Scientists at the Harvard Stem Cell Institute at Massachusetts General and Boston Children’s hospitals say that a novel gene editing method has been used to create what might turn out to be an effective technique for blocking HIV from invading and destroying patients' immune systems.

Their paper (“Efficient Ablation of Genes in Human Hematopoietic Stem and Effector Cells using CRISPR/Cas9”) in Cell Stem Cell reportedly is the first published study of a group using CRISPR/Cas technology to precisely edit clinically relevant genes out of cells collected directly from people, in this case human blood-forming stem cells and T cells.

“We report CRISPR/Cas9 targeting of two clinically relevant genes, B2M and CCR5, in primary human CD4+ T cells and CD34+ hematopoietic stem and progenitor cells (HSPCs),” wrote the investigators. “Use of single RNA guides led to highly efficient mutagenesis in HSPCs but not in T cells. A dual-guide approach improved gene deletion efficacy in both cell types. HSPCs that had undergone genome editing with CRISPR/Cas9 retained multilineage potential.”

Though the researchers believe this new approach to HIV therapy might be ready for human safety trials in less than five years, they themselves offered three strong points of caution: The first and most obvious is that they could run into unexpected complications; the second is that the history of the HIV/AIDS epidemic is littered with “cures” that turned out not to be; and finally, even if this new approach works perfectly, it will require additional developments to be applicable in the areas of the world that have been the hardest hit by the epidemic.

The work was led by Chad Cowan, Ph.D., and Derrick Rossi, Ph.D., associate professors in Harvard's Department of Stem Cell and Regenerative Biology.

HIV specifically targets T cells and enters via a gene receptor (CCR5) that serves as a doorway into the cells. Once inside the T cells, HIV replicates and kills off the host cells, leaving patients at the mercy of a variety of opportunistic infections.

Using the CRISPR/Cas gene editing technology, the Cowan and Rossi teams knocked the CCR5 receptor out of blood stem cells that they showed could give rise to differentiated blood cells that did not have CCR5. In theory, such gene edited stem cells could be introduced into HIV patients via bone marrow transplantation, the procedure used to transplant blood stem cells into leukemia patients, to give rise to HIV-resistant immune systems.

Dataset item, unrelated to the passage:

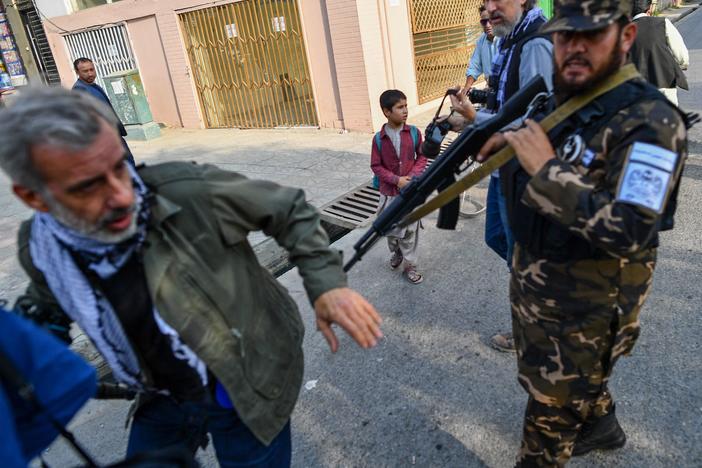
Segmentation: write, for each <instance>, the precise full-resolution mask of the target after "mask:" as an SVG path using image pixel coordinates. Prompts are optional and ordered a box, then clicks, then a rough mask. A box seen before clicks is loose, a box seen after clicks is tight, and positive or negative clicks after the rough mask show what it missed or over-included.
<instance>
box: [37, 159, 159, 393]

“We showed that you can knock out CCR5 very efficaciously, we showed that the cells are still functional, and we did very, very deep sequencing analysis to show that there were no unwanted mutations, so it appears to be safe,” noted Dr. Cowan. “The next step is animal trials in collaboration with the Ragon Institute at Mass General. There are excellent mouse models you can give a human immune system and then infect with HIV. We can give our cells to the mice and see if they're protected from HIV.”

Once those studies are completed, and if they are successful and complications do not arise, the next step would be to apply to the FDA to launch Phase I human trials. Dr. Cowan explained that it is too early to predict how soon such trials might begin.